This month John talks about his experience with Jamaican "craftsmen". He provides some tips on finding a Jamaican craftsman.
Jamaica Magazine

Jamaican "craftsmen" by American Retiree in Jamaica

Crafts, as in plumbers, carpenters, electricians, etc., not woodcarvers and the like. These people, mostly men, can be found in abundance if you know
where to look. The companies listed in the yellow pages of the phone book are usually
larger diversified businesses. As anywhere else, recommendations are the best way
to get a reputable craftsman. The majority of them aren’t listed in the phonebook.
Friends and neighbors are the best source. The other option is to call a local
supply house. Each one has certain craftsmen who regularly work out of that shop.
However, none of them are employees thus the shop is not liable for faulty workmanship
or damage to one’s property. Most, if not all, of them are unlicensed. At least
this has been my experience over the last four years living in Jamaica.

My first experience happened shortly after moving in to our new home. The former
owner had a very small washing machine with a small utility sink next to it in the
laundry area. My extra large capacity washer wouldn’t fit in to the space where the
other washing machine was which meant the sink would have to be moved. I also had a
brand new dishwasher which needed to be installed. The existing dishwasher was also
smaller in width than my standard size Maytag. This was not a problem as there was
expandable space under the counter to accommodate the larger size.

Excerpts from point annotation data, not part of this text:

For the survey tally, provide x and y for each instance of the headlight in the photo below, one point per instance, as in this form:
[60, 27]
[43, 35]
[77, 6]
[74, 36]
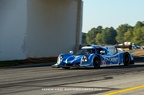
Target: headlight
[59, 59]
[84, 59]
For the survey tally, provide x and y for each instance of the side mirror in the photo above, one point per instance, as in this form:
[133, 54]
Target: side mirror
[102, 52]
[71, 52]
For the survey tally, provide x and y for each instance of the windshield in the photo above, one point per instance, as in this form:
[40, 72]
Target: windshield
[85, 51]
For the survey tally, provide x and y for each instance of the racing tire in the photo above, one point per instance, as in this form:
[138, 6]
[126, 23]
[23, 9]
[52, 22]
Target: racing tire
[132, 62]
[66, 67]
[126, 59]
[96, 62]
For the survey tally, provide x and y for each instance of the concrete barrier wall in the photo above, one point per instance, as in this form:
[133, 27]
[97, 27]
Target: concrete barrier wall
[13, 21]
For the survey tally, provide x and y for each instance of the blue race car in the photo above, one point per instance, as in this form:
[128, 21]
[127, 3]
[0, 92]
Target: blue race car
[94, 56]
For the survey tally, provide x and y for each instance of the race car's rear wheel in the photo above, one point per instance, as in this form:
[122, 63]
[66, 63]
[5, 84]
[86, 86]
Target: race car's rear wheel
[126, 59]
[66, 67]
[96, 62]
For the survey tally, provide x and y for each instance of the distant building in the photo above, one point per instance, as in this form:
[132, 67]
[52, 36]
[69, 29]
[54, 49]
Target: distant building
[39, 28]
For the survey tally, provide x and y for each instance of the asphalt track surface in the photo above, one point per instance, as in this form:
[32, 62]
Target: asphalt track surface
[44, 80]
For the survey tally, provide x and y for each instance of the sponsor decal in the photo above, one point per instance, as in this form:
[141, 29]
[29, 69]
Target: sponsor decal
[115, 59]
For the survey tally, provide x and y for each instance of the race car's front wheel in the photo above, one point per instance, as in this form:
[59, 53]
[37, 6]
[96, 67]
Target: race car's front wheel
[126, 59]
[96, 62]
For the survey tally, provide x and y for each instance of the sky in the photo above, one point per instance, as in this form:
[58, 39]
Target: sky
[111, 13]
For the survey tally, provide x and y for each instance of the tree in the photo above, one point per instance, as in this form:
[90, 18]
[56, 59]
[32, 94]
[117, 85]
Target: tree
[121, 31]
[138, 33]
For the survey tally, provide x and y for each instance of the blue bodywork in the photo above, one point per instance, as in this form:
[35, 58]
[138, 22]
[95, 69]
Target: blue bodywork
[85, 58]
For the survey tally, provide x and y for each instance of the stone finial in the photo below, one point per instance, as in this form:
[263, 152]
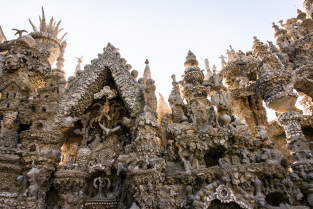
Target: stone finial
[60, 59]
[162, 108]
[147, 72]
[191, 60]
[223, 62]
[19, 32]
[51, 28]
[2, 36]
[78, 67]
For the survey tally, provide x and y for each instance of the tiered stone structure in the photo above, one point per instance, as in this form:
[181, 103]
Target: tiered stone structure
[101, 140]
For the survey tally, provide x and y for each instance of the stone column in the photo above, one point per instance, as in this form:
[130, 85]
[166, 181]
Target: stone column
[296, 141]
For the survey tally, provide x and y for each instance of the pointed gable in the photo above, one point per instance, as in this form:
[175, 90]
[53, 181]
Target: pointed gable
[79, 94]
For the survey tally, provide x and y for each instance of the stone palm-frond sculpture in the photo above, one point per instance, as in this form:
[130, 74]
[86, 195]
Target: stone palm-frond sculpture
[52, 27]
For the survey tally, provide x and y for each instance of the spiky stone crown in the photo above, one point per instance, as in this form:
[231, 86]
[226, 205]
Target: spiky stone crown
[51, 28]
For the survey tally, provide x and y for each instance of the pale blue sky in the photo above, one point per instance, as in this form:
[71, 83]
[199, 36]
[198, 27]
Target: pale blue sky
[161, 31]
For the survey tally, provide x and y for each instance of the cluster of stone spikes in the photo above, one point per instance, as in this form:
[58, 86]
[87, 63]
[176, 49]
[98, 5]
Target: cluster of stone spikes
[52, 27]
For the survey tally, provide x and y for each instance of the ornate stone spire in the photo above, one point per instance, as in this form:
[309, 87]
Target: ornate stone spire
[52, 27]
[78, 67]
[193, 74]
[163, 108]
[147, 72]
[2, 36]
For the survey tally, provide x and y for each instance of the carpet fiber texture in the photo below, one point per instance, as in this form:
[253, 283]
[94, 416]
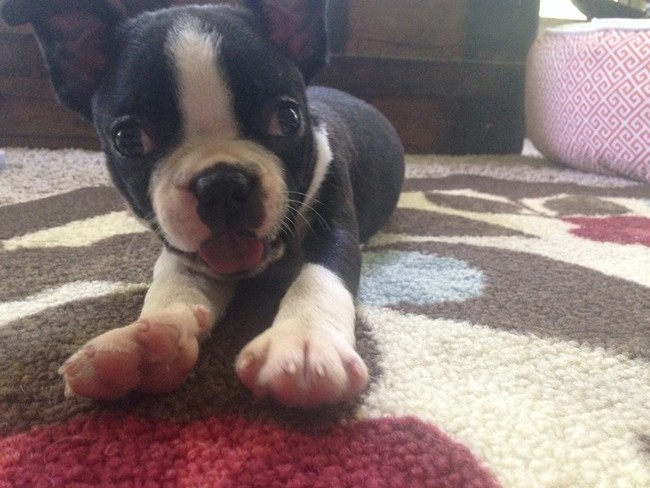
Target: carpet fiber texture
[504, 313]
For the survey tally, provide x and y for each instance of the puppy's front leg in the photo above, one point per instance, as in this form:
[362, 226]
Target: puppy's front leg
[307, 357]
[157, 352]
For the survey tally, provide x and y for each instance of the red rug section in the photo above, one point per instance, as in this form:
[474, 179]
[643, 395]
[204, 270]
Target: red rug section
[621, 229]
[235, 453]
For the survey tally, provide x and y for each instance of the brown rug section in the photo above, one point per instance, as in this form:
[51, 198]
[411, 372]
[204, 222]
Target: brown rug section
[546, 263]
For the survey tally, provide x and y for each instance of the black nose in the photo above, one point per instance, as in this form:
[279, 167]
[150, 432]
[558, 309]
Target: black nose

The third item to be hooked up was the electric dryer. There was plenty of space in
the garage but the 220 volt outlet was different from the pigtail on my dryer. So
as you can see I needed a plumber and an electrician. My only source for a
recommendation came from a friend we had known for several years and who was in the process
of building his own home. However those craftsmen hadn’t done any work for my friend
at that time, as I found out later.

My friend made the contacts and all three of them came to the house to give me an
estimate. The price for the job and the day it was to be done was agreed upon. The
first thing the plumber did, when he started the job, was to relocate the utility
sink outside behind the garage, a distance of about 12′. The washing machine was now
an easy hook-up.

The dishwasher was next. In watching him uncrate the machine, something told me he
had never installed a dishwasher before. I questioned him several times but he
insisted he knew what he was doing. As I continued to watch the uncrating process, he
was trying to remove the sound/heat padding which surrounded the machine. He thought
it was packing material! As much as I kept mentioning the installation instructions
to him, he never once referred to them.

The water supply from the sink to the dishwasher is done with copper tubing. This
“experienced” plumber purchased tubing so large in diameter that he found it
impossible to coil it up behind the dishwasher. Finally, he and the electrician, who was
helping at this time, realized he bought, or should I say, I bought the wrong size.

After we purchased the correct tubing the water line was properly installed. The
electrician finished wiring his part of the installation. As they slowly pushed the
dishwasher into place, I was saying to myself, “It’s almost finished!”, when “snap,
crackle, pop”, sparks came flying out from under the dishwasher which quickly popped
the circuit breaker. It seems the electrician failed to properly cover the exposed
wires which dragged on the floor and in to a puddle of water the plumber didn’t wipe
up.

Now for the big test! Things went from bad to worse! The only thing the dishwasher
would do was fill. Period! While they spent considerable time troubleshooting it
was discovered the plumber hooked up cold water instead of hot water to the
dishwasher. This he corrected, but no matter what they did the dishwasher never worked.
Maytag factory trained technicians failed to get it working. This was a top of the
line dishwasher form the US that no one in Jamaica or the Maytag Corp in the US could
fix. The end result was Maytag exchanged this top of the line dishwasher for the
bottom of the line dishwasher which is the only model available in Jamaica.

Remember the sink the plumber relocated? Instead of hooking up the one faucet to
cold water as he was instructed, he connected it to the hot water line! I don’t know
about anywhere else but in Jamaica there are two different sizes of PVC pipe. Any
“experienced” plumber should know the difference.

The electrician direct wired the dryer to the outlet, which does have an off/on
switch. His work was better than the plumber’s but the volt meter he used for testing
was a porcelain light fixture, common in older homes, with 2 wires attached and a
light bulb inserted in the socket.

This was the first of very few problems I have had with Jamaican craftsmen. The
lesson I learned from this experience was that all of the craftsmen not obtained from
the phone book are most likely unlicensed and learned their trade from working
alongside other craftsmen who probably learned it the same way.

This article wasn’t very flattering to those honest hardworking people who are
trying to make a living for themselves. Next month, I will report on several very
positive experiences dealing with different types of craftsmen. By the way, my friend
never did use either of those two men, and yes, he is still my friend.